The OKS (the Dutch abbreviation for the Ottema-Kingma Foundation) started its activities in 1955 after the death of Nanne Ottema, notary, and it aims to ‘promote cultural history and the history of art in Friesland’. The OKS owns over 30,000 objects, all of which are on loan to numerous museums and institutions for cultural heritage, among them the ceramics museum Princessehof and the Fries Museum in Leeuwarden.
notaris Nanne Ottema
The OKS acquires, amongst other things, objects and collections at the request of the Frisian public collections. The board of directors of the OKS carefully assesses these requests, founding their judgement both on the objectives of an institution and on the role the object might play within the context of the existing collection. Requests for ‘more of the same’ are generally not granted. Nor are objects acquired which, according to the board, are too far removed from the rest of the collection of an institution, or lacking in quality. The OKS also buys objects without in first instance having a certain institution in mind. Not until later is it considered which collection the object concerned would suit most.
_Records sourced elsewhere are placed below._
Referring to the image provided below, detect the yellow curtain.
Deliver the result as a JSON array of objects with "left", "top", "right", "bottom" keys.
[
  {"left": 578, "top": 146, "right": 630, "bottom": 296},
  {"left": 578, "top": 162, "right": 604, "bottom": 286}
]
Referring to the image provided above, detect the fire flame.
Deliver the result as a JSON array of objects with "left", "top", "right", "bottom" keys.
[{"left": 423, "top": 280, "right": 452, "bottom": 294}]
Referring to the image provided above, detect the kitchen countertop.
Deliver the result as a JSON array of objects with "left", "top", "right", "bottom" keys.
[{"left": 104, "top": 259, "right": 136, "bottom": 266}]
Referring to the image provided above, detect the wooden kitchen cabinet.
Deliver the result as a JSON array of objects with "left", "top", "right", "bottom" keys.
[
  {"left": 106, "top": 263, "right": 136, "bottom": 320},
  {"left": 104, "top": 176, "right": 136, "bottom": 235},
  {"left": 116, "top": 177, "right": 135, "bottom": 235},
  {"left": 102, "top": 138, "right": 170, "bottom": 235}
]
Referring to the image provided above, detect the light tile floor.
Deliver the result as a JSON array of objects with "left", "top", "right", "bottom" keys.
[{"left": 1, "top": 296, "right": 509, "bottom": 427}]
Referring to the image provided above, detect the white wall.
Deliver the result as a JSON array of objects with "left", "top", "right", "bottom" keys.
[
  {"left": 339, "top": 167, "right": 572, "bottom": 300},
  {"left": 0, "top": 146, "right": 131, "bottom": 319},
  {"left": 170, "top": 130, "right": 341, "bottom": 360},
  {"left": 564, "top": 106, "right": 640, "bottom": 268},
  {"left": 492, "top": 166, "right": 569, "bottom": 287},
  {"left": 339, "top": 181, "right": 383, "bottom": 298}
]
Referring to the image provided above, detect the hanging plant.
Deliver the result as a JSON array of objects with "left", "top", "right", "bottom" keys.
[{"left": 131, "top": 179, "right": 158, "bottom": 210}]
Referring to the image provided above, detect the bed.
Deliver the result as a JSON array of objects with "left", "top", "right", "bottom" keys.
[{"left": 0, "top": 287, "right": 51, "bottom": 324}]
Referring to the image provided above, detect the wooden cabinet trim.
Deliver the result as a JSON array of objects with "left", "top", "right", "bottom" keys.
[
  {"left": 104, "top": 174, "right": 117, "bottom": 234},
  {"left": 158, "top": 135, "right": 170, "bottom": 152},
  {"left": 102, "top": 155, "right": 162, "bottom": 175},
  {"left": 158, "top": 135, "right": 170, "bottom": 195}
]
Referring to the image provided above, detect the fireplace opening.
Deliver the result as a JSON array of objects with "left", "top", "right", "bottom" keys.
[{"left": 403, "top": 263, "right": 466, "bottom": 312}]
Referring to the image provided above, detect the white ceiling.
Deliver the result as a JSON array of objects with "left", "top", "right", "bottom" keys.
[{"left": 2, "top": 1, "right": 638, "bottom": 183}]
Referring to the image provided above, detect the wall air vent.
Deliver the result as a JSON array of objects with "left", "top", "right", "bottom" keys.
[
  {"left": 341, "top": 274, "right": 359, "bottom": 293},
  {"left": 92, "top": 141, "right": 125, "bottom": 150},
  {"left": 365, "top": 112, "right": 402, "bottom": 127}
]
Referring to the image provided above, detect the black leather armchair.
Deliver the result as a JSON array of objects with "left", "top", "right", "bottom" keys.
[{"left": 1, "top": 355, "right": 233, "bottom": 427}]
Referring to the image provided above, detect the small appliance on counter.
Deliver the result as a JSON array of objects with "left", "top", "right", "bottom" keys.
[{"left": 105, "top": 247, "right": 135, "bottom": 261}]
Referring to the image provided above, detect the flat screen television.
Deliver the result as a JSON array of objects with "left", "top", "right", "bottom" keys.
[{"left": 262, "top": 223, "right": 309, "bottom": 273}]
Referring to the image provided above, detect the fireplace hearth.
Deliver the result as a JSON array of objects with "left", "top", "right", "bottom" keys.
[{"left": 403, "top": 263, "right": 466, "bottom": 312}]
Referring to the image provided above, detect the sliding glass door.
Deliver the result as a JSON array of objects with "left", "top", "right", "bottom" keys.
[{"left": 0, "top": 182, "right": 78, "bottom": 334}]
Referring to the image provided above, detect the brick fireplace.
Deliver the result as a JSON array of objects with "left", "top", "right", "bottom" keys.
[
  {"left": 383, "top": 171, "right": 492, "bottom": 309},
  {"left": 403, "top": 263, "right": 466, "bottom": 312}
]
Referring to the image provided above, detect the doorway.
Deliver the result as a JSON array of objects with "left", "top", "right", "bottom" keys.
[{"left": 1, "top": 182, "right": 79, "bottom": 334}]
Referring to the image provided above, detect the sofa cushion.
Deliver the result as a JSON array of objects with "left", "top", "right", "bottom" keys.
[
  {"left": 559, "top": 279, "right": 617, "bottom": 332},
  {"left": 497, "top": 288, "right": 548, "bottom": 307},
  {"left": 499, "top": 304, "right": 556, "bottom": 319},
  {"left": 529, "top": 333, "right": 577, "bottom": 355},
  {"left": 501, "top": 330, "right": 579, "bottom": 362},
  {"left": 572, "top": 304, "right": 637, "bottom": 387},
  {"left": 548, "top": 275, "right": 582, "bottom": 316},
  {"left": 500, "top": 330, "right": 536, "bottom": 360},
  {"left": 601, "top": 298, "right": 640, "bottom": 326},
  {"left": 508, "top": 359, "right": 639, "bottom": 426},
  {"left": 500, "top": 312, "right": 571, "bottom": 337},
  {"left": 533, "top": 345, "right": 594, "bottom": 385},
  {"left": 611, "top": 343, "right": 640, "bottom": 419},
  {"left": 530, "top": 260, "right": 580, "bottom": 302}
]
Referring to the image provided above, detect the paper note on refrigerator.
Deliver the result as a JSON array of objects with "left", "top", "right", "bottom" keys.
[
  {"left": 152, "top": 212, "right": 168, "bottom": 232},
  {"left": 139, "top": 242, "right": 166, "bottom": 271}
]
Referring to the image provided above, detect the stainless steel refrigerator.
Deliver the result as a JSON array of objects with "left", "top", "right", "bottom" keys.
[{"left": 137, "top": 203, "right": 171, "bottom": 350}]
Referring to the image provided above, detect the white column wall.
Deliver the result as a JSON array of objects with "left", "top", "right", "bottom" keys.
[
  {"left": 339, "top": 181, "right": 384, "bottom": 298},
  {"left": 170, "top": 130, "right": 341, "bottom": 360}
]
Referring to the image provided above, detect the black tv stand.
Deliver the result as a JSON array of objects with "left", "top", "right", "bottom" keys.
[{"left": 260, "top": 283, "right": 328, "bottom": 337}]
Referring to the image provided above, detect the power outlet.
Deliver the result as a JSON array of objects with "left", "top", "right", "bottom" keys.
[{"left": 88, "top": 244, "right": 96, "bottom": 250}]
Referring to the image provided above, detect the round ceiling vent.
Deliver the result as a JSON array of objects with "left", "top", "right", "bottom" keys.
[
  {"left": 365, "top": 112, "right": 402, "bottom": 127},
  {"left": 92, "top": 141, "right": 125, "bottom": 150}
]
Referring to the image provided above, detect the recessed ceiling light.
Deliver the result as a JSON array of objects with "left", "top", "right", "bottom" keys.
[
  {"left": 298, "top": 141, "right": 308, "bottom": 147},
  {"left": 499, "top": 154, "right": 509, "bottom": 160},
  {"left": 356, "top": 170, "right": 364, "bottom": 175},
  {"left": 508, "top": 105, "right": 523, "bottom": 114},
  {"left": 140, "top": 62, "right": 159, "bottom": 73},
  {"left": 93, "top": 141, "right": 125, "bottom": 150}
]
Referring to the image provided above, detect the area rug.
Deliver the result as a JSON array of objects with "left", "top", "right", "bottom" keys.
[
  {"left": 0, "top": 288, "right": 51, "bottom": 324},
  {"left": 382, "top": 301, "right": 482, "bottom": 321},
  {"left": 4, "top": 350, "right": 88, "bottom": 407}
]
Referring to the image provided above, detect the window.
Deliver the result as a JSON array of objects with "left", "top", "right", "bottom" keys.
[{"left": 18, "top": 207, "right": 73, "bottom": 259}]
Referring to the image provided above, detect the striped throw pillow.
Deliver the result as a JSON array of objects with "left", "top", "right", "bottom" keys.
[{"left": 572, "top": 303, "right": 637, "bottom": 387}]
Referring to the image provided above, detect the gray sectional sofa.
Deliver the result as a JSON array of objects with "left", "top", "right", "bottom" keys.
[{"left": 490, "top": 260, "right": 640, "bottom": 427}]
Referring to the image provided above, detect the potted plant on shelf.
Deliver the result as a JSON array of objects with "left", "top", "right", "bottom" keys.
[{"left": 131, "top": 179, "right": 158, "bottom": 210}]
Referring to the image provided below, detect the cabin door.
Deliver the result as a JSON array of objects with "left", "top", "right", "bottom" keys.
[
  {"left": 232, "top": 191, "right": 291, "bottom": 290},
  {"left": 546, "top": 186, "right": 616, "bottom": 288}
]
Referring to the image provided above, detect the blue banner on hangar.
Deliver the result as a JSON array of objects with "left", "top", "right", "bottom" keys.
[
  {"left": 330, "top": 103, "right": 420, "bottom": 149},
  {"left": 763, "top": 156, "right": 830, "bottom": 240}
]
Moreover the OKS stimulates scientific research and supports relevant publications. All requests to support scientific research and certain publications are tested against the objectives of the foundation. In addition the long-term effects are gone into, as well as the degree to which third parties are willing to participate in the project concerned.
The OKS also considers making the Frisian collections widely accessible one of its intrinsic tasks, both on paper and digitally via the internet.